Il libro dovrebbe essere letto da chiunque voglia comprendere le contraddizioni interne del comunismo e perché l’ideologia dietro di esso mai poteva colmare il divario che esisteva tra esso e il popolo sovietico. Smolkin esamina ogni fase della lotta dello stato per sradicare la credenza religiosa che, inspiegabilmente ed esasperatamente, rifiutava di “svanire” come la teoria marxista-leninista in cui credeva così fiduciosamente all’inizio.

È una storia che è tragica e a tratti comica, a partire dall’ateismo militante dei bolscevichi e dalla loro selvaggia repressione della Chiesa; che passa attraverso la deliberata decisione di Stalin di permettere all’Ortodossia di funzionare di nuovo nel 1943 come un modo per incoraggiare il patriottismo durante la guerra; quindi si passa alla rinnovata ostilità e promozione di “ateismo scientifico” di Kruschev, a seguire l’era di Breznev con i suoi goffi tentativi di creare “ateismo spirituale”, concludendo con la decisiva decisione di Gorbaciov, con le sue conseguenze impreviste, di celebrare i mille anni di cristianesimo della Russia – dal 988 al 1988 – un evento nazionale, non solo religioso.

Smolkin, che è assistente professore di storia alla Wesleyan University negli Stati Uniti, scrive come storico, descrivendo le attività della “Lega dei militanti senza Dio”, il Grande Terrore di Stalin del 1937, il culto della scienza, il riluttante riconoscimento dello stato che ordinariamente la gente desiderava rituali solenni per marcare la nascita, il matrimonio e la morte e non solo la registrazione burocratica, e molto altro per coinvolgere il lettore . Per i cristiani il suo libro avrà un interesse e un’attenzione particolare: nonostante una lunga campagna contro la fede in Cristo il Signore della storia, il cristianesimo non morirà, nonostante la “logica della storia” marxista che prevede che sarà e dovrebbe essere  così.

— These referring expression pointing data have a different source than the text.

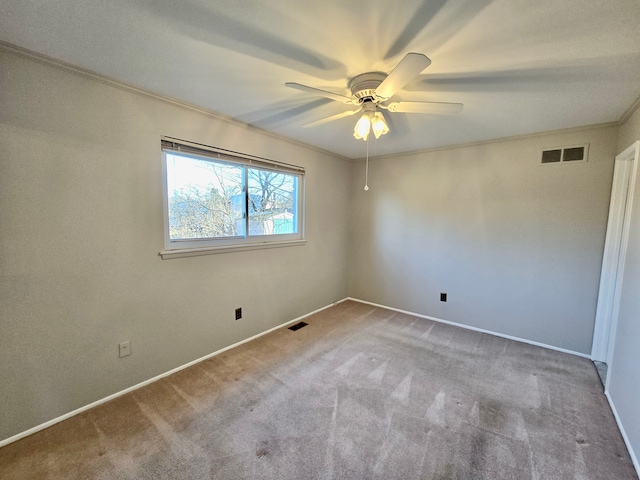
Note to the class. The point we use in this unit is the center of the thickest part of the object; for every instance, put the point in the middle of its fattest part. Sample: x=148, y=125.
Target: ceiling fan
x=371, y=91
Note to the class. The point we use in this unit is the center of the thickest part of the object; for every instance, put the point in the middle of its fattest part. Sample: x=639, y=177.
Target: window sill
x=195, y=252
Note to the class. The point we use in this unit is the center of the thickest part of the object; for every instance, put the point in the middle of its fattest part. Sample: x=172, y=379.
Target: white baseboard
x=627, y=442
x=73, y=413
x=475, y=329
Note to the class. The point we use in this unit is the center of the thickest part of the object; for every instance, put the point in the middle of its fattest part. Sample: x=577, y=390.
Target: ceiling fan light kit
x=371, y=119
x=370, y=91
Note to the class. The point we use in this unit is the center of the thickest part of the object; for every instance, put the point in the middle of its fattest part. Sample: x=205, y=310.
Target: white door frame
x=615, y=249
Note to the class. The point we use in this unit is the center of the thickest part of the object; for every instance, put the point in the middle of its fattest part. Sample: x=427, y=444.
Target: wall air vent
x=564, y=155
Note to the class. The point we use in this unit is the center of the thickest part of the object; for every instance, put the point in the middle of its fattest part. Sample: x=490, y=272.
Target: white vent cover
x=576, y=153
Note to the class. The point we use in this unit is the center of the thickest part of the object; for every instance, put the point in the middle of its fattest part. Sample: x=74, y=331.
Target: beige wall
x=624, y=381
x=516, y=245
x=81, y=227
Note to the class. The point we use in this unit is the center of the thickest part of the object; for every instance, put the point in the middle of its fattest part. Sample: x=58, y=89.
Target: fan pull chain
x=366, y=169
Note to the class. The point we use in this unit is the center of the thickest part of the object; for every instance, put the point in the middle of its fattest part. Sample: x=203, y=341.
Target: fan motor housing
x=364, y=86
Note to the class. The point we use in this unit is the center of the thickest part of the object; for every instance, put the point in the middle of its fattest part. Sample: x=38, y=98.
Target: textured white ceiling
x=518, y=66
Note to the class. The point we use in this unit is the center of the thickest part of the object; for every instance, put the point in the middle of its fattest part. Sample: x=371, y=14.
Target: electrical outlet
x=125, y=349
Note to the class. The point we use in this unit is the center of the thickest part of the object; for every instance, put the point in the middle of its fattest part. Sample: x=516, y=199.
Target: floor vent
x=298, y=326
x=564, y=155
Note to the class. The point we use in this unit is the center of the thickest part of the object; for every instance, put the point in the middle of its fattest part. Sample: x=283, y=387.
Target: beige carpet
x=359, y=393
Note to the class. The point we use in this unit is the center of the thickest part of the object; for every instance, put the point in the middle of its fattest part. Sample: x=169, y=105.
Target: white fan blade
x=322, y=93
x=409, y=67
x=441, y=108
x=332, y=118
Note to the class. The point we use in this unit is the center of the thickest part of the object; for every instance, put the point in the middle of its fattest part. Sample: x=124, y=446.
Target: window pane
x=272, y=202
x=205, y=198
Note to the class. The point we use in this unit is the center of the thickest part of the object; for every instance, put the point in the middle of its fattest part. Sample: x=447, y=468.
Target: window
x=220, y=200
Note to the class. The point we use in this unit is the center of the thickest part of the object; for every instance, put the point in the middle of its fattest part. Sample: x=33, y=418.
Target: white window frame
x=207, y=246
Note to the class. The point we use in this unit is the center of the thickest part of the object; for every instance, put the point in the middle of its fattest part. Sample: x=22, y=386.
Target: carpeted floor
x=359, y=393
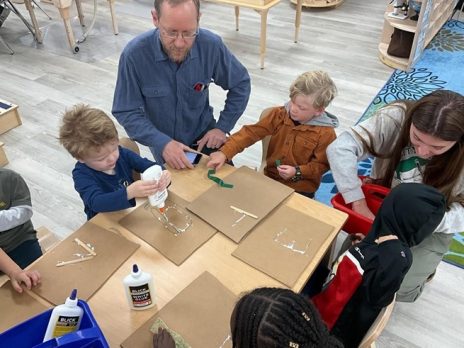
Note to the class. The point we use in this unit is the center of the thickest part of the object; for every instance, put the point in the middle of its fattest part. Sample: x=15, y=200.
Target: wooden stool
x=9, y=116
x=64, y=5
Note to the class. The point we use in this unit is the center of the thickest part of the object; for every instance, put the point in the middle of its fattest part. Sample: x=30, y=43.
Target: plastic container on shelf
x=358, y=223
x=30, y=333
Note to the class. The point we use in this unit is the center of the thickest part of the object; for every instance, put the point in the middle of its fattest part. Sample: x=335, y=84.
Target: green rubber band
x=217, y=180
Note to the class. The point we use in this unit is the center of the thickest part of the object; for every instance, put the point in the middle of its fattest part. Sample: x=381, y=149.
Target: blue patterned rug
x=440, y=67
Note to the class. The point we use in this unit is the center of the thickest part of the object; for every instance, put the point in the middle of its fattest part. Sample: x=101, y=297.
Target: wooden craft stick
x=195, y=151
x=85, y=246
x=244, y=212
x=81, y=259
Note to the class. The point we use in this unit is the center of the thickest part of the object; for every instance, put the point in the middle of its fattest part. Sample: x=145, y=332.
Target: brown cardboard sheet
x=200, y=314
x=252, y=192
x=284, y=244
x=17, y=307
x=144, y=223
x=88, y=276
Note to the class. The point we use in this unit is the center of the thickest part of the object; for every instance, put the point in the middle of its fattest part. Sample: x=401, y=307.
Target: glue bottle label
x=65, y=325
x=140, y=295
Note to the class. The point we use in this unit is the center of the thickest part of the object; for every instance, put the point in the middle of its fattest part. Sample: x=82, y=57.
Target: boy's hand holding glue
x=29, y=278
x=146, y=188
x=162, y=178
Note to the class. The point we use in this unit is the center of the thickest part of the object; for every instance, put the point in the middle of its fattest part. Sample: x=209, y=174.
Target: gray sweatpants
x=426, y=257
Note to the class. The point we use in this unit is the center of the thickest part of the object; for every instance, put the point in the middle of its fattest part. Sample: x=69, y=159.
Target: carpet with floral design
x=440, y=67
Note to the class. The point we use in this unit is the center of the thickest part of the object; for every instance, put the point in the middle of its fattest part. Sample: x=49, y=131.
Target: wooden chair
x=265, y=141
x=131, y=145
x=47, y=239
x=377, y=326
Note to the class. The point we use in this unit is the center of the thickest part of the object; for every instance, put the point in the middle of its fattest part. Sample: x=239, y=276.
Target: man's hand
x=29, y=278
x=163, y=339
x=217, y=160
x=212, y=139
x=174, y=155
x=286, y=172
x=360, y=207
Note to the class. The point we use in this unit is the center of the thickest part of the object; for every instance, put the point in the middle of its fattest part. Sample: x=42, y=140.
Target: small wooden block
x=3, y=158
x=9, y=116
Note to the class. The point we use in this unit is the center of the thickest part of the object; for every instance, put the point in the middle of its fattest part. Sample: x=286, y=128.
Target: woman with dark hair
x=271, y=318
x=412, y=141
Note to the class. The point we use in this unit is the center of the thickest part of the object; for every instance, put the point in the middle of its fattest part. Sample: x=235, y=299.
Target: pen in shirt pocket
x=199, y=87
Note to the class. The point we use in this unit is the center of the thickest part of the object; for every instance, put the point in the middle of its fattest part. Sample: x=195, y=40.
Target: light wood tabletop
x=109, y=304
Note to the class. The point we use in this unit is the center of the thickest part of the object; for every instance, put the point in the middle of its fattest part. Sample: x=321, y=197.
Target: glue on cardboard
x=65, y=318
x=139, y=289
x=154, y=173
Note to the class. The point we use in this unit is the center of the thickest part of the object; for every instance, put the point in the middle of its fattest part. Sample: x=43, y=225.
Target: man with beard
x=162, y=94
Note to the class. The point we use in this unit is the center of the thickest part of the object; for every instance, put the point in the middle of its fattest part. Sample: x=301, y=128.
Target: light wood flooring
x=45, y=79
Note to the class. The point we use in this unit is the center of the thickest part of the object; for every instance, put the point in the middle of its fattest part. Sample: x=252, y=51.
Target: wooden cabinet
x=433, y=14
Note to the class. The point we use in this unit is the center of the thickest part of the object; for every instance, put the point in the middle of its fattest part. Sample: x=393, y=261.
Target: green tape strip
x=217, y=180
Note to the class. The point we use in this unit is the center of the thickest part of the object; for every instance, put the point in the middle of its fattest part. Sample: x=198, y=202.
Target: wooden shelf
x=403, y=24
x=433, y=14
x=391, y=61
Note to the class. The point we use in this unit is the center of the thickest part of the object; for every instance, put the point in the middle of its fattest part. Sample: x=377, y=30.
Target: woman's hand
x=29, y=278
x=360, y=207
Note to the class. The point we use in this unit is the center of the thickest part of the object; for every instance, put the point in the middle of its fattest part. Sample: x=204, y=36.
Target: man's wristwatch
x=297, y=176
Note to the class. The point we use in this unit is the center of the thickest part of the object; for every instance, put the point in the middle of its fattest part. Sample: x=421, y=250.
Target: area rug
x=440, y=67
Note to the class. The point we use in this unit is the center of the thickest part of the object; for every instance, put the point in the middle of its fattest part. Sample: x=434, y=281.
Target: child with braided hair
x=272, y=318
x=275, y=317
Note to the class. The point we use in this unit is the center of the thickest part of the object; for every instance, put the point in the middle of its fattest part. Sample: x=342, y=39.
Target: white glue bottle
x=139, y=287
x=65, y=318
x=156, y=200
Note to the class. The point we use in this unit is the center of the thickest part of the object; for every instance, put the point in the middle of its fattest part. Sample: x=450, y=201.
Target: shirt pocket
x=155, y=91
x=197, y=94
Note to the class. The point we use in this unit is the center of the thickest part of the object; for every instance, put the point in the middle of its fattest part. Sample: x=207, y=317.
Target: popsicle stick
x=244, y=212
x=81, y=259
x=85, y=246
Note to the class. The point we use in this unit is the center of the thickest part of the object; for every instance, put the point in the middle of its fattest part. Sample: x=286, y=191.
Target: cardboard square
x=252, y=192
x=200, y=314
x=144, y=223
x=287, y=227
x=87, y=276
x=16, y=307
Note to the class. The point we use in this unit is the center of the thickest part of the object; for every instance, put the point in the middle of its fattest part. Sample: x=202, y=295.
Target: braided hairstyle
x=274, y=317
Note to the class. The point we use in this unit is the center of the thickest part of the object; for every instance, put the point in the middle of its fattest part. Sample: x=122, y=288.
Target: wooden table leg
x=299, y=5
x=35, y=25
x=262, y=46
x=113, y=17
x=64, y=13
x=80, y=13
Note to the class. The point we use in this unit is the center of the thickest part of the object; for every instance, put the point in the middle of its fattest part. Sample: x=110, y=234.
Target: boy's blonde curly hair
x=84, y=128
x=317, y=84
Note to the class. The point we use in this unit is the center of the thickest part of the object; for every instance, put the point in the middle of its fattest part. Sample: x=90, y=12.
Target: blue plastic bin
x=29, y=334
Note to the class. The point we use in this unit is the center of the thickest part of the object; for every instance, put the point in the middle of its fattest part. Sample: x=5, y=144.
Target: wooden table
x=262, y=7
x=64, y=5
x=109, y=305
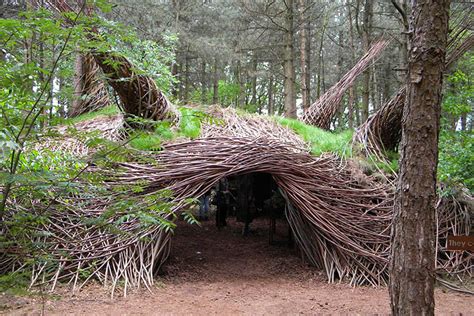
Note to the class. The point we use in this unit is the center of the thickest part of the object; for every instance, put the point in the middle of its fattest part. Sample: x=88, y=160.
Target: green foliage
x=154, y=59
x=15, y=283
x=228, y=92
x=190, y=122
x=456, y=147
x=456, y=158
x=107, y=111
x=321, y=141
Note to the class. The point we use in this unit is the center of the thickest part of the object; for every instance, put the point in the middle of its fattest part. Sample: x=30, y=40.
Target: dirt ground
x=213, y=272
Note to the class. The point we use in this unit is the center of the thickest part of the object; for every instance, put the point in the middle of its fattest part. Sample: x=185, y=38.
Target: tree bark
x=412, y=266
x=305, y=53
x=270, y=95
x=366, y=37
x=288, y=64
x=203, y=82
x=350, y=105
x=215, y=83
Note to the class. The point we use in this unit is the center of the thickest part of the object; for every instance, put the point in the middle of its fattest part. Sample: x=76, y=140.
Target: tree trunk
x=412, y=266
x=366, y=38
x=254, y=79
x=270, y=95
x=288, y=64
x=203, y=82
x=215, y=83
x=186, y=79
x=352, y=96
x=305, y=53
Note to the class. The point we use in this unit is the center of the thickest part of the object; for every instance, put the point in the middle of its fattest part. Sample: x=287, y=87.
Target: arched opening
x=246, y=233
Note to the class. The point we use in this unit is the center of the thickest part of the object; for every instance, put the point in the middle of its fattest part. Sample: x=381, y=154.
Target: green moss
x=107, y=111
x=321, y=141
x=15, y=283
x=190, y=123
x=189, y=127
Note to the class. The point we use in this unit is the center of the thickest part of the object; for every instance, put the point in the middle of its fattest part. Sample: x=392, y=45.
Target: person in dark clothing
x=204, y=206
x=222, y=202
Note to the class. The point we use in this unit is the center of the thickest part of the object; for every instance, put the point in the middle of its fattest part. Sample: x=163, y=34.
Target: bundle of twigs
x=321, y=112
x=74, y=139
x=340, y=221
x=382, y=130
x=78, y=243
x=139, y=94
x=455, y=218
x=343, y=227
x=90, y=91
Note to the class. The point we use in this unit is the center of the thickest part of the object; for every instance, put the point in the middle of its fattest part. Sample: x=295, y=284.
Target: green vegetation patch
x=107, y=111
x=321, y=141
x=190, y=122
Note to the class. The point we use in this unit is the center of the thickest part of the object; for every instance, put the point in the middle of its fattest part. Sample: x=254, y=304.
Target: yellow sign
x=460, y=243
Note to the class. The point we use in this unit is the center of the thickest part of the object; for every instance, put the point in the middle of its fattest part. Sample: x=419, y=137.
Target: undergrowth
x=107, y=111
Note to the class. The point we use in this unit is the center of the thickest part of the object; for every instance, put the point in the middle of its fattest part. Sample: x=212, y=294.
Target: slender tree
x=412, y=264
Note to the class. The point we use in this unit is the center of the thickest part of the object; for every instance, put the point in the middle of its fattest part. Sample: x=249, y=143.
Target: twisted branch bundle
x=340, y=221
x=382, y=130
x=321, y=112
x=343, y=227
x=91, y=91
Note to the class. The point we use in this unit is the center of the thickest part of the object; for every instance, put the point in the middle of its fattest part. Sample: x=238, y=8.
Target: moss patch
x=321, y=141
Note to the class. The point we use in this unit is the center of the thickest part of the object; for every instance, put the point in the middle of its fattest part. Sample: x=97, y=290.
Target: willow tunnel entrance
x=246, y=198
x=245, y=226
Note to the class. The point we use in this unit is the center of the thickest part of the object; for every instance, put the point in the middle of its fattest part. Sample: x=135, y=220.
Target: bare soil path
x=223, y=273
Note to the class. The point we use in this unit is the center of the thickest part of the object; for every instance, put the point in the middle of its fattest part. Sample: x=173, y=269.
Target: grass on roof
x=321, y=141
x=107, y=111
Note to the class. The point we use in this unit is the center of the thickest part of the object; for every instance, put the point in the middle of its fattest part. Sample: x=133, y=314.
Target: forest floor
x=214, y=272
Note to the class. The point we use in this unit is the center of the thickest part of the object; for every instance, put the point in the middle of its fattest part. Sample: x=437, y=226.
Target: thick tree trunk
x=254, y=79
x=288, y=64
x=367, y=34
x=305, y=53
x=412, y=266
x=215, y=83
x=185, y=94
x=270, y=96
x=352, y=96
x=203, y=82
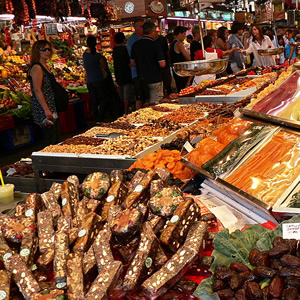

Il romanzo di Turgenev del 1862 denunciò l’ateismo scientifico di Bazarov contro il vecchio ordine. Nel 1967, poco più di un secolo dopo, il dibattito era tornato al punto di partenza quando sorse un quesito in un seminario ateo: un membro del partito comunista avrebbe dovuto esaudire il desiderio morente del padre o della madre credente di essere “seppellito con un prete”? Il funzionario che aveva posto la domanda concluse, “Penso che dovrebbe“. Era un riconoscimento implicito e tardivo che l’ateismo sovietico non aveva affrontato la ricerca di un significato personale nella vita e il “bisogno di conforto di fronte alla sofferenza”.